Beware of wcstombs
Different character encoding schemes are a headache - a headache that is unfortunately not going away. wcstombs
(or related Microsoft secure functions, _wcstombs_s
and _wcstombs_s_l
) are your staple when translating between wide character and multibyte encodings.
However, wcstombs can have some very unexpected behaviour, when it comes to substitution characters. At least on Windows, this behaviour depends on the system locale.

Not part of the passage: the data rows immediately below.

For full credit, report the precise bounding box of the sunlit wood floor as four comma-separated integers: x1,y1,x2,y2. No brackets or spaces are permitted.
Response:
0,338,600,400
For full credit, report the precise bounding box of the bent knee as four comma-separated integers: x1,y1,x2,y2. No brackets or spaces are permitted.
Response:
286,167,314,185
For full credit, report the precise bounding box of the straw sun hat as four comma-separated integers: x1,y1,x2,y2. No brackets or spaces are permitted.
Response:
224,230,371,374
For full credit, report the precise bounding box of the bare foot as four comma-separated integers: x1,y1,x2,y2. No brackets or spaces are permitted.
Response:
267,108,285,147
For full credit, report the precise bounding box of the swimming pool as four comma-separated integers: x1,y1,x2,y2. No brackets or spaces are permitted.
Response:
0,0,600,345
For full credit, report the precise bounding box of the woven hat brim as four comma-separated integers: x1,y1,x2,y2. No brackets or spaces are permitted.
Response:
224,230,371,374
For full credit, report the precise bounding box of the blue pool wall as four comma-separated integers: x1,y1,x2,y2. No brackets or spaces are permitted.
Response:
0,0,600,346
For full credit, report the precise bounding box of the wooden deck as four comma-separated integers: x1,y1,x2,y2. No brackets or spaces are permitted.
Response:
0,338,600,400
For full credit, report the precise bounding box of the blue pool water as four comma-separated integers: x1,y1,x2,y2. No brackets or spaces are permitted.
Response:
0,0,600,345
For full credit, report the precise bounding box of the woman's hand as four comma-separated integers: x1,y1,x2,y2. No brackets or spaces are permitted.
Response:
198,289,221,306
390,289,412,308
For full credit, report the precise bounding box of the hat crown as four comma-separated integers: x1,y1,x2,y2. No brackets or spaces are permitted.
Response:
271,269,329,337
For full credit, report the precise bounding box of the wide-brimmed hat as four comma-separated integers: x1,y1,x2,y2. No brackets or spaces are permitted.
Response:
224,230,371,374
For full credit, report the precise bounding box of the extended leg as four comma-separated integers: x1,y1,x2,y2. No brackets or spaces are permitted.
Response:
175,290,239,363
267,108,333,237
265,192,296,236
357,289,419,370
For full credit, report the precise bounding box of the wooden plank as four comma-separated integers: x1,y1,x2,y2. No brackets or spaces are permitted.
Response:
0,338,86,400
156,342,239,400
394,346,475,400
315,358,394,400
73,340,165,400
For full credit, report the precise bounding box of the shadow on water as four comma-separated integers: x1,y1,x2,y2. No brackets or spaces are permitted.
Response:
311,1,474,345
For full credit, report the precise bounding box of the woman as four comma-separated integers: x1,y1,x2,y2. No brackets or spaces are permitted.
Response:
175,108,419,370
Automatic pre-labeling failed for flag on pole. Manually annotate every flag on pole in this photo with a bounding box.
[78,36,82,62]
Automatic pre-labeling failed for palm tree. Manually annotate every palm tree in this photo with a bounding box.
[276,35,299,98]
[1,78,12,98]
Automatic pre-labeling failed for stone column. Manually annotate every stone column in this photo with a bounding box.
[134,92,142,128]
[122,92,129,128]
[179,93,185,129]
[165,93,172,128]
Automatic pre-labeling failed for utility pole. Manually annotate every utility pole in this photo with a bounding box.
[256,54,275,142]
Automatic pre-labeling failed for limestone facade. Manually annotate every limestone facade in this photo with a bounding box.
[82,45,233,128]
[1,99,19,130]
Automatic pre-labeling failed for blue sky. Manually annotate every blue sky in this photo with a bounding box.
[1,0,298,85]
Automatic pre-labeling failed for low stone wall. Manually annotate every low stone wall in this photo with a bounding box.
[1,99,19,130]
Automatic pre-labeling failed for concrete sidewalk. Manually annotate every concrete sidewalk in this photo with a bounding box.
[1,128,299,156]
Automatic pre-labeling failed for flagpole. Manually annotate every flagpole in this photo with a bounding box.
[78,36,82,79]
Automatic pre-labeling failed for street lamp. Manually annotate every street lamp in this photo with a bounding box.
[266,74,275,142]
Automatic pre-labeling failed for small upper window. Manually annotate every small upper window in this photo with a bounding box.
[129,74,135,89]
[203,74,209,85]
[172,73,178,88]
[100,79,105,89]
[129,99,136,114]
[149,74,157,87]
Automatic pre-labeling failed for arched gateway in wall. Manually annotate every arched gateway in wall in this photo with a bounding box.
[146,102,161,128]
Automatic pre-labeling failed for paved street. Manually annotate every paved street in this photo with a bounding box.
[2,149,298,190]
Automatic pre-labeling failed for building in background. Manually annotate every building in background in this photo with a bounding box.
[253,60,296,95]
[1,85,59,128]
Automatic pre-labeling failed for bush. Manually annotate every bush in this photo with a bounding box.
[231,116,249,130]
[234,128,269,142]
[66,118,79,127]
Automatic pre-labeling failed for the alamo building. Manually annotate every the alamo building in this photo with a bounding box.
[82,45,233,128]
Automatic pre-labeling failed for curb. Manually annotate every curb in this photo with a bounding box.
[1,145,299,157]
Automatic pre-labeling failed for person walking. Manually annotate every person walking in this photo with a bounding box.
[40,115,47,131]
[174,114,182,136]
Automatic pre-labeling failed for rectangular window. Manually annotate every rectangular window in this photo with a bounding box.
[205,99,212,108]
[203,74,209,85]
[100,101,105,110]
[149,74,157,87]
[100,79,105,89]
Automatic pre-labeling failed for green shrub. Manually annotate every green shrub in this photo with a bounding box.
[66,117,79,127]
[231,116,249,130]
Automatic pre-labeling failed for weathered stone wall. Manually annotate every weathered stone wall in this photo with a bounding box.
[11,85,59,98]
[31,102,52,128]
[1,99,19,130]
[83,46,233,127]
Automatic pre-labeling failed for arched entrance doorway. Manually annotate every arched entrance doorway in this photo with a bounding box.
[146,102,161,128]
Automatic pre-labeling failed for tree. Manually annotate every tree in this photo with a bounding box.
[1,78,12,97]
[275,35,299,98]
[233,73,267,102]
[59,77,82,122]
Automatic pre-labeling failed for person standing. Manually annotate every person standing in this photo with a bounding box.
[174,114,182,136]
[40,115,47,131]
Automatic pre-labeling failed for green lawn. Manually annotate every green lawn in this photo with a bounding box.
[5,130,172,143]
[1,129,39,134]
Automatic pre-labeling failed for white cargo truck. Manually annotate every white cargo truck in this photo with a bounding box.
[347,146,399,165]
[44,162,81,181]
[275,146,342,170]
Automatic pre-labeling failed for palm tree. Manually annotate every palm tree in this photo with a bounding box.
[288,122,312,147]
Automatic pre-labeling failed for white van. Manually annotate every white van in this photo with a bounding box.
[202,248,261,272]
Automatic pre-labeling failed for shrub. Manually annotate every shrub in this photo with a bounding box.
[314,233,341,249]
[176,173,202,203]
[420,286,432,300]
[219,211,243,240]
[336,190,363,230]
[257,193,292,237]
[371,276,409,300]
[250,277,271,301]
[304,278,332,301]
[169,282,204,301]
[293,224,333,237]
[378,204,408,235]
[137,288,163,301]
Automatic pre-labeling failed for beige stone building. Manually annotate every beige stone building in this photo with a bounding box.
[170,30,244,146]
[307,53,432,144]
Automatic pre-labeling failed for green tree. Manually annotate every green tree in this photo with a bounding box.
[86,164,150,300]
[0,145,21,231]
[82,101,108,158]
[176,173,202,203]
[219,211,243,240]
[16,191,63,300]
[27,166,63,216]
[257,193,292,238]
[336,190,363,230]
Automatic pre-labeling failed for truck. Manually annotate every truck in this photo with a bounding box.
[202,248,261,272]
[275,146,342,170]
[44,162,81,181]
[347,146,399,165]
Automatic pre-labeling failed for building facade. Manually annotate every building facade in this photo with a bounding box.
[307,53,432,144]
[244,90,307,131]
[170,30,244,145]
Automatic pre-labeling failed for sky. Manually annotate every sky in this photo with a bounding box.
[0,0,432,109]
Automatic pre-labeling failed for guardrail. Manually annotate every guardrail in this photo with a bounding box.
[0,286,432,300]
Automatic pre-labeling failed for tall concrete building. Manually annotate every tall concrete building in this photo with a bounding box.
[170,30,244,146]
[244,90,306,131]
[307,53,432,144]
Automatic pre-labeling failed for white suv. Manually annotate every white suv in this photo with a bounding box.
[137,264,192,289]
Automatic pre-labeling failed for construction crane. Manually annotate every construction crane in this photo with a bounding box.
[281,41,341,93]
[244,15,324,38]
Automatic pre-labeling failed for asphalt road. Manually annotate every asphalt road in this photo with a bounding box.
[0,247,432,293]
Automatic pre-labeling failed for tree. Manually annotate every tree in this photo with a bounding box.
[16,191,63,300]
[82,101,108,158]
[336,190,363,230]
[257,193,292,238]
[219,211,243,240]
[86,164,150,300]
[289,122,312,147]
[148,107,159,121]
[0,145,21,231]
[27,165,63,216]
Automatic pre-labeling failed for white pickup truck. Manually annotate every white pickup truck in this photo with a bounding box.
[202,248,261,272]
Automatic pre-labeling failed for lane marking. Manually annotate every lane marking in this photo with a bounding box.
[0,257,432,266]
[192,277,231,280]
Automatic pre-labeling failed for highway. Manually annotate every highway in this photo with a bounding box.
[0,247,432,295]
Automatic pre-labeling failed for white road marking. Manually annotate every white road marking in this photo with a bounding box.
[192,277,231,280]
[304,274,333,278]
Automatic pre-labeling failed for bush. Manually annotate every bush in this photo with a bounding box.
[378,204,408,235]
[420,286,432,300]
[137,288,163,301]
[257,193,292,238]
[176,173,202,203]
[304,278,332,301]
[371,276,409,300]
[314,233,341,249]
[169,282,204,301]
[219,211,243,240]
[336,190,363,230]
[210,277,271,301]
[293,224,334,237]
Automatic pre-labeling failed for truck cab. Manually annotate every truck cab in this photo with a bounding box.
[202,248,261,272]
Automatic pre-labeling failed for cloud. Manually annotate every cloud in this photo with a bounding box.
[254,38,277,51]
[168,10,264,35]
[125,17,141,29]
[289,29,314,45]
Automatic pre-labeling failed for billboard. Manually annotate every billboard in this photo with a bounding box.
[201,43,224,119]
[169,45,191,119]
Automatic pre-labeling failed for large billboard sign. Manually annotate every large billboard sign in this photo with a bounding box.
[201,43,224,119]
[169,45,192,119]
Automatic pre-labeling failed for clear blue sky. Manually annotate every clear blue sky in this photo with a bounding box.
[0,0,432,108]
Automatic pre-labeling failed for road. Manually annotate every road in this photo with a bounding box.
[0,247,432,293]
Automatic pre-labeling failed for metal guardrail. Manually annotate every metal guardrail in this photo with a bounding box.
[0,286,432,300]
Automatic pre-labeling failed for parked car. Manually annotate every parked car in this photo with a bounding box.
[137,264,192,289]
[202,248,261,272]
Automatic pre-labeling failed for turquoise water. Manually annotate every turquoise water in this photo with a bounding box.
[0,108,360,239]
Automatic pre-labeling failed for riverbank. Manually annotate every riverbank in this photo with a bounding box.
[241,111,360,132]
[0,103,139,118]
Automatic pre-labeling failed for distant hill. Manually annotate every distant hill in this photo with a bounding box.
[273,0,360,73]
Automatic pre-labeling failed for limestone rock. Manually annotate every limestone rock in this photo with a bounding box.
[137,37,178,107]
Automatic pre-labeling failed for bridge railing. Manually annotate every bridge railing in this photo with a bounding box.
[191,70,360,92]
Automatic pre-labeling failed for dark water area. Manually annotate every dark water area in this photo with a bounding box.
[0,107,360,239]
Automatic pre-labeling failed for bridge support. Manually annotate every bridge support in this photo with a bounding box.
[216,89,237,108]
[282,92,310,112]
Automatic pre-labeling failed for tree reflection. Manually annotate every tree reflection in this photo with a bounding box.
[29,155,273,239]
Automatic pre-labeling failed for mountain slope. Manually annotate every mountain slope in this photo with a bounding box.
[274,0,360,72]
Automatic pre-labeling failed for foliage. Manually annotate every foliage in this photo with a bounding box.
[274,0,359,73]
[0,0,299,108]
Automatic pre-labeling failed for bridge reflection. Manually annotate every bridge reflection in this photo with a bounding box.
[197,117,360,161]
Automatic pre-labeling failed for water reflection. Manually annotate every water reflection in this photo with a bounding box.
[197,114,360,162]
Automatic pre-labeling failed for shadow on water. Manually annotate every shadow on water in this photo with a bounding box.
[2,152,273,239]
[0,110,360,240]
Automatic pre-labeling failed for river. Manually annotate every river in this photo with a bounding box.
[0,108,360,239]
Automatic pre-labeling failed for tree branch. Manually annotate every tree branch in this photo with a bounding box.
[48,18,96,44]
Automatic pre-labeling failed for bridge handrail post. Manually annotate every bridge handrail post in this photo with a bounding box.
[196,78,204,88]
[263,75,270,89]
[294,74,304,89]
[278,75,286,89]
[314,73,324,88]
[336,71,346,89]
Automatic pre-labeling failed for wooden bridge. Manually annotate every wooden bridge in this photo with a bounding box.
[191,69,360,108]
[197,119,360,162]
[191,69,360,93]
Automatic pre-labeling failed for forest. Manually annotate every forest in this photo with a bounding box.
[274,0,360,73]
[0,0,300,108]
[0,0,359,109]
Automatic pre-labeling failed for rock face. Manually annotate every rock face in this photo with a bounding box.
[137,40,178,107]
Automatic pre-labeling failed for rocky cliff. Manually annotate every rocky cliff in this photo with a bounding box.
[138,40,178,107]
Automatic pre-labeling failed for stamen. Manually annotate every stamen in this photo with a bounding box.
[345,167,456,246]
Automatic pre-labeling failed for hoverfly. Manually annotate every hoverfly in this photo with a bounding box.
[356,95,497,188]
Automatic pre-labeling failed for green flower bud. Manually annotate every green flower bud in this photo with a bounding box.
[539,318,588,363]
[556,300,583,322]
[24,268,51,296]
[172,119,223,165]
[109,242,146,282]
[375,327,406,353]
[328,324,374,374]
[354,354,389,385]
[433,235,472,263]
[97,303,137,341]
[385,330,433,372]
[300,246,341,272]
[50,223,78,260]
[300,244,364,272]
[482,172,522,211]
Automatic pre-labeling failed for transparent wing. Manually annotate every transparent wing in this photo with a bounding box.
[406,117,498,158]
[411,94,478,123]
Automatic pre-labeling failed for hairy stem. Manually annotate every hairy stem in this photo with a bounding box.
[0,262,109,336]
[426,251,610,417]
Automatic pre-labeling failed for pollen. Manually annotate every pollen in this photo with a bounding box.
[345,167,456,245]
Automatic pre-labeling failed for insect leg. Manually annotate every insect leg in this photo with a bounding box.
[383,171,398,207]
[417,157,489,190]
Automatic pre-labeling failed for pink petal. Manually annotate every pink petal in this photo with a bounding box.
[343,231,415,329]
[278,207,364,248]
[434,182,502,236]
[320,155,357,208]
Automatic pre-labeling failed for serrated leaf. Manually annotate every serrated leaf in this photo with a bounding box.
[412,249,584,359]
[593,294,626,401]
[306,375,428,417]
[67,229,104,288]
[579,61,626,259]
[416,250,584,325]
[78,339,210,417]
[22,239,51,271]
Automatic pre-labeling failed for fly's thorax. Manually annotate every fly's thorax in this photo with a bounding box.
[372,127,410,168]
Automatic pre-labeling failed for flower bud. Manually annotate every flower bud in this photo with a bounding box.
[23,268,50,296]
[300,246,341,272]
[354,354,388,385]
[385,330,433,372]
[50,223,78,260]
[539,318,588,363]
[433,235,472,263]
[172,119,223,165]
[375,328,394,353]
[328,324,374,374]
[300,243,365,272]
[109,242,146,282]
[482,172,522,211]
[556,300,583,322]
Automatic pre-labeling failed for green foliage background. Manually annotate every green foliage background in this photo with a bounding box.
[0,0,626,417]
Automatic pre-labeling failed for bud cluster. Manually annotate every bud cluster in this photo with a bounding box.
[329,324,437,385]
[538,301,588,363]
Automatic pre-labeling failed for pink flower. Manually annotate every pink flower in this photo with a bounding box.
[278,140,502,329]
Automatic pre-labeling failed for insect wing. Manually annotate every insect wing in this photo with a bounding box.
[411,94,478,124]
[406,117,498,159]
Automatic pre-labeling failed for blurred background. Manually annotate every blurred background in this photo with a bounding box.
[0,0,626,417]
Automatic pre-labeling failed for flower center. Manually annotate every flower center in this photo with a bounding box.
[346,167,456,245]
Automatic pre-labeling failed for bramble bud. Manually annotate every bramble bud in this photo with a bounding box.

What’s a substitution character? Consider the wide character string
wchar_t* str = L"Ê";
When will wcstombs
successfully convert the string? As you might expect, that will depend on whether there is a representation for Ê in the code page. Perhaps unexpectedly, for some code pages, Ê is converted to E. The function succeeds, but mbstowcs
will not convert back to the original string.
If this is a problem, use WideCharToMultiByte
with the flag WC_NO_BEST_FIT_CHARS
and check the return value for lpUsedDefaultChar
, for example,
wchar_t* strIn = L"Ê";
char strOut[2];
BOOL bUsedDefaultChar;
WideCharToMultiByte(CP_ACP, WC_NO_BEST_FIT_CHARS, strIn, -1, strOut, _countof(strOut), NULL, &bUsedDefaultChar);
if (bUsedDefaultChar) {
//Character not in code page
}